RANDU
RANDU is a multiplicative linear congruential pseudorandom number generator developed by IBM in 1968 as part of its Scientific Subroutine Library for the System/360 mainframe computers.[1] It generates a sequence of pseudorandom integers using the recurrence relation X_{n+1} = (65539 \times X_n) \mod 2^{31}, where the initial seed X_0 is an odd integer between 1 and $2^{31} - 1, and the output is typically scaled to produce uniform variates in the interval [0, 1) by dividing by $2^{31}.[2] The choice of parameters was optimized for efficient computation on early hardware, leveraging binary shifts and additions to perform the multiplication quickly.[3]
Despite its initial widespread adoption in scientific computing during the 1960s and 1970s—due to its speed and inclusion in IBM's standard libraries—RANDU is now regarded as one of the most flawed pseudorandom number generators ever designed.[4] Its primary defects stem from poor statistical properties, particularly in multidimensional applications; for instance, any three consecutive outputs lie on one of only 15 parallel hyperplanes in three-dimensional space, resulting in highly correlated and non-uniform distributions that can invalidate Monte Carlo simulations and other numerical experiments.[3] This lattice structure arises from the multiplier 65539, which factors algebraically and leads to a short effective period in higher dimensions, as well as dependencies like X_{n+2} = 6X_{n+1} - 9X_n \mod 2^{31}.[2] Although it achieves a period of $2^{29} for odd seeds,[5] these issues prompted its deprecation by the 1980s, with modern systems favoring generators like the Mersenne Twister or well-chosen LCGs with superior spectral properties.[4]
Overview and History
Definition and Purpose
RANDU is a linear congruential generator (LCG), a type of pseudorandom number generator designed to produce sequences of numbers that approximate uniform randomness in the interval [0,1).[1] LCGs form a foundational family of algorithms for pseudorandom number generation, with later variants such as the Park-Miller generator offering refinements for improved statistical properties.[6]
Developed by IBM in the late 1960s for inclusion in their Scientific Subroutine Package (SSP) on mainframe systems, RANDU generates 31-bit integers that are subsequently normalized to floating-point values in [0,1) through division by the modulus $2^{31}.[7] This design prioritized computational efficiency on the resource-constrained hardware of the era, enabling straightforward implementation via integer arithmetic operations like shifts and additions.[1]
The primary purpose of RANDU was to supply deterministic yet seemingly random sequences for computational tasks in scientific applications, particularly simulations, Monte Carlo methods, and statistical modeling where true randomness is impractical or unnecessary.[6] It gained widespread adoption in early scientific computing environments, facilitating reproducible results in numerical experiments on IBM systems.[1]
Development and Adoption
RANDU was developed by IBM in the late 1960s as a linear congruential pseudorandom number generator for inclusion in the Scientific Subroutine Package (SSP), a library of mathematical and statistical routines designed for scientific computing on the newly introduced System/360 mainframe computers.[8] The generator was specifically tailored for the binary architecture of these systems, emphasizing computational efficiency through simple bit-shift operations.[9] Its formal documentation appeared in Version III of the SSP Programmer's Manual, published in 1968, marking its official integration into IBM's software ecosystem.[8]

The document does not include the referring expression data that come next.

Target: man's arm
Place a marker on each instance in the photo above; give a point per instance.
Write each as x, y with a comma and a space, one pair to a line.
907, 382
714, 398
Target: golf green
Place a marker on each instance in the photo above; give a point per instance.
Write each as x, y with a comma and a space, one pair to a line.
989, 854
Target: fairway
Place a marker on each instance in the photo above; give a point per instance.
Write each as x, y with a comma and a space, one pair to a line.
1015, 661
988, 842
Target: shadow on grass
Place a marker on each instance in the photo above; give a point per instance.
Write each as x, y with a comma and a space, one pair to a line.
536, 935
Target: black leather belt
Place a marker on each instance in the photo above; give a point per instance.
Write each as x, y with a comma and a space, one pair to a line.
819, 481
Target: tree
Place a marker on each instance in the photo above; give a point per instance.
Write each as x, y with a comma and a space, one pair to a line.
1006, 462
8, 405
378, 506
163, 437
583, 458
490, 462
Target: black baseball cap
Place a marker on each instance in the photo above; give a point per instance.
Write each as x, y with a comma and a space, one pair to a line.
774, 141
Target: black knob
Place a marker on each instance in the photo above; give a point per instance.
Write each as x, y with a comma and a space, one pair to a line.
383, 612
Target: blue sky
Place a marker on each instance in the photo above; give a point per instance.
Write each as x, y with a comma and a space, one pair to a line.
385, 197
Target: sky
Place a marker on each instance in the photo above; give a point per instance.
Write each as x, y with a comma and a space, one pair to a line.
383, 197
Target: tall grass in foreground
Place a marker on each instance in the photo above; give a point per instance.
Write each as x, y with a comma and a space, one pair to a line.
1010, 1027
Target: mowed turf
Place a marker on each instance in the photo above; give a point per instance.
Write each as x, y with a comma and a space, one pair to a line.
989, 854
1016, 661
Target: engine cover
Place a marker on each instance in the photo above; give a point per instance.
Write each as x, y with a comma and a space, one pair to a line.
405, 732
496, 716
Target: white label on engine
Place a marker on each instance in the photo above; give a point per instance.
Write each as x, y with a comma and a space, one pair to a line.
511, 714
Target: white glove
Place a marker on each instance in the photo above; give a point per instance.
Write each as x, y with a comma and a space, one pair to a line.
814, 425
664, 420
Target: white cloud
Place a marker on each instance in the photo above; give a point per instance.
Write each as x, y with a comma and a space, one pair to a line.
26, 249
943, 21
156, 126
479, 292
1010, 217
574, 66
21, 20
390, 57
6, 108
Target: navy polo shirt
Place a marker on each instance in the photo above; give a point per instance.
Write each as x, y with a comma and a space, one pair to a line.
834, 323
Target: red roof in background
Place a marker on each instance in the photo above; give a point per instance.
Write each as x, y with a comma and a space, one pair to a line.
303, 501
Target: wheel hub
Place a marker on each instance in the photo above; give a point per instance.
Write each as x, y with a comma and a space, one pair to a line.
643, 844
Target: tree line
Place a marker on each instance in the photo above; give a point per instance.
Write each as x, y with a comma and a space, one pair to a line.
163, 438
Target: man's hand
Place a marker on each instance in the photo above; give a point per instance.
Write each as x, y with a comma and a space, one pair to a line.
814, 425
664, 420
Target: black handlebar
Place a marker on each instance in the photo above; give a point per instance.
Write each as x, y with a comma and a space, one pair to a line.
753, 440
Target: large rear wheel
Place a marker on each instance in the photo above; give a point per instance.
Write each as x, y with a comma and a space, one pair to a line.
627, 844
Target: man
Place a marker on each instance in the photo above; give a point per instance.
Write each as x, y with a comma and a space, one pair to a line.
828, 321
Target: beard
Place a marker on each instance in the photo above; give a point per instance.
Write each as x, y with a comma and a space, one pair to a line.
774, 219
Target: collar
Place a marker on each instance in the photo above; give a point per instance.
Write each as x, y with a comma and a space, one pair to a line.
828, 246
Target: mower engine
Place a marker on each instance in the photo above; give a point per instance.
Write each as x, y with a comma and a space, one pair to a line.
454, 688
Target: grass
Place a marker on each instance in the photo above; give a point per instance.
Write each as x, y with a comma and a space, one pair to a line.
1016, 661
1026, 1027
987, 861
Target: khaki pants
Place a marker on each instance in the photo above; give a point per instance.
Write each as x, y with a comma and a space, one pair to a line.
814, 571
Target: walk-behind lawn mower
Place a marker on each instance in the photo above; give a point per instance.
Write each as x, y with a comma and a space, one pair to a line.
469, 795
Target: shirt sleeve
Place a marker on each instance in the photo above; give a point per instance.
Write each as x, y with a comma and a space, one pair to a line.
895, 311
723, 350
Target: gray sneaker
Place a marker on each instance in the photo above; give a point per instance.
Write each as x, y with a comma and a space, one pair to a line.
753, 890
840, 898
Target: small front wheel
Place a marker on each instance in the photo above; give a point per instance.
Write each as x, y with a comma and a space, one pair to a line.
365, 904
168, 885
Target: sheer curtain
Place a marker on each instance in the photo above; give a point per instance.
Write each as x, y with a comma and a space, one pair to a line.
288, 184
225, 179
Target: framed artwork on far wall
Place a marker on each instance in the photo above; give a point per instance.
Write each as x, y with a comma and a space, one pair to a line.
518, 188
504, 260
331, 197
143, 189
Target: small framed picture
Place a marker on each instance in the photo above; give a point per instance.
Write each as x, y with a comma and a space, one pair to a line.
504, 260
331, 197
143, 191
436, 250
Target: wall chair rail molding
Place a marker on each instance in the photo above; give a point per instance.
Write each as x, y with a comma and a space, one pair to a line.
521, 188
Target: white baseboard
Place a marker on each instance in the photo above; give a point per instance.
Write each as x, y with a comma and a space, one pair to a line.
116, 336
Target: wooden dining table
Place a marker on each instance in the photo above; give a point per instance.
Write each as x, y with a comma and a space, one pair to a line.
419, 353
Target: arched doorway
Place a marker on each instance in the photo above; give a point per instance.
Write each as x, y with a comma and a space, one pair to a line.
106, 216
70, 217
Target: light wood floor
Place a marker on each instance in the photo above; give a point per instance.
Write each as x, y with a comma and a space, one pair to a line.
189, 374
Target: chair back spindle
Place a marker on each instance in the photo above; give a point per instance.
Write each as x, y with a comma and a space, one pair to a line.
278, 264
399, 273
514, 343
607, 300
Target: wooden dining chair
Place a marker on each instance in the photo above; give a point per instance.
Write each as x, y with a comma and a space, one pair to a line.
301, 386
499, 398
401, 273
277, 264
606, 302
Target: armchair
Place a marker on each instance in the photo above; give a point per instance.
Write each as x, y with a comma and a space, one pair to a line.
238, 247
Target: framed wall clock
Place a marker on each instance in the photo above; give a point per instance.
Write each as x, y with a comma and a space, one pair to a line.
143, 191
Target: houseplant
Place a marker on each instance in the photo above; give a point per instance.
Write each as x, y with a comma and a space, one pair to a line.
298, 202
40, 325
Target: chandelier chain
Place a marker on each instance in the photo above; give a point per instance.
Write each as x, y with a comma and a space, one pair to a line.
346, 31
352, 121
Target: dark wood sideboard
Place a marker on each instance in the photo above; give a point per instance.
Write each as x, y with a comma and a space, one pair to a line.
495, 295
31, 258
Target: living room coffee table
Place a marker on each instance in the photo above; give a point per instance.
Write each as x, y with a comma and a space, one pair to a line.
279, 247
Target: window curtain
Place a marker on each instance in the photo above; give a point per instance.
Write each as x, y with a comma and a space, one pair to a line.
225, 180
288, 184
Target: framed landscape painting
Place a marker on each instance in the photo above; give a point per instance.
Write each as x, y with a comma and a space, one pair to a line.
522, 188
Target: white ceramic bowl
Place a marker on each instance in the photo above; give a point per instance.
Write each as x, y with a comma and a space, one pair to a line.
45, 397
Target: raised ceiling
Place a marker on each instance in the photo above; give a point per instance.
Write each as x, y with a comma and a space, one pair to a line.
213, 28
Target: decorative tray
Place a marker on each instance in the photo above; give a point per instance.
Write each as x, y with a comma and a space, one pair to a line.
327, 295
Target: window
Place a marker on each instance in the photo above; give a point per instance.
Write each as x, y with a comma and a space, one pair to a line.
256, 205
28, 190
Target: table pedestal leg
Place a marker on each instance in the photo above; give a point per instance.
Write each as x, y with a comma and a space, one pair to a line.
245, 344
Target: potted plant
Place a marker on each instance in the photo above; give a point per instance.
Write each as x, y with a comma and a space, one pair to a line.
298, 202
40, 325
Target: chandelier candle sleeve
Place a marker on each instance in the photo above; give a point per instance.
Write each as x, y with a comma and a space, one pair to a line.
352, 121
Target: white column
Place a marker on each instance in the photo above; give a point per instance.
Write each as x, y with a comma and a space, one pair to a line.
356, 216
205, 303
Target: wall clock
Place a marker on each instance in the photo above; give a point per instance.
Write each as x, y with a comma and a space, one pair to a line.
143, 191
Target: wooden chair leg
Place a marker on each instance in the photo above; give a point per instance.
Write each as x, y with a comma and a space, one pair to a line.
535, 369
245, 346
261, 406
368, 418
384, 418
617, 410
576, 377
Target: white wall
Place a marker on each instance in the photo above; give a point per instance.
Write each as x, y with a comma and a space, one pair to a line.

As the default random number generator in IBM's Fortran libraries, RANDU quickly became the standard choice for pseudorandom number generation on System/360 mainframes, which dominated the high-end computing market from the mid-1960s onward.[8] This dominance facilitated its widespread adoption across universities, research institutions, and industrial applications reliant on IBM hardware, where it powered simulations in fields such as physics, engineering, and statistics.[9] The generator's simplicity and speed made it particularly appealing in an era when computational resources were limited and alternative high-quality generators were scarce.
Despite early identifications of its statistical shortcomings in the late 1960s, RANDU persisted in use throughout the 1970s, largely due to entrenched compatibility in existing codebases and the absence of readily available superior replacements for legacy systems.[8] By the late 1970s and into the 1980s, it was gradually supplanted in IBM libraries and broader software environments as more robust generators, such as those proposed by Lewis et al. in 1969, gained traction.[9]
Core Algorithm
RANDU is a multiplicative linear congruential generator (LCG), a class of pseudorandom number generators that produce sequences through iterative linear transformations.[10]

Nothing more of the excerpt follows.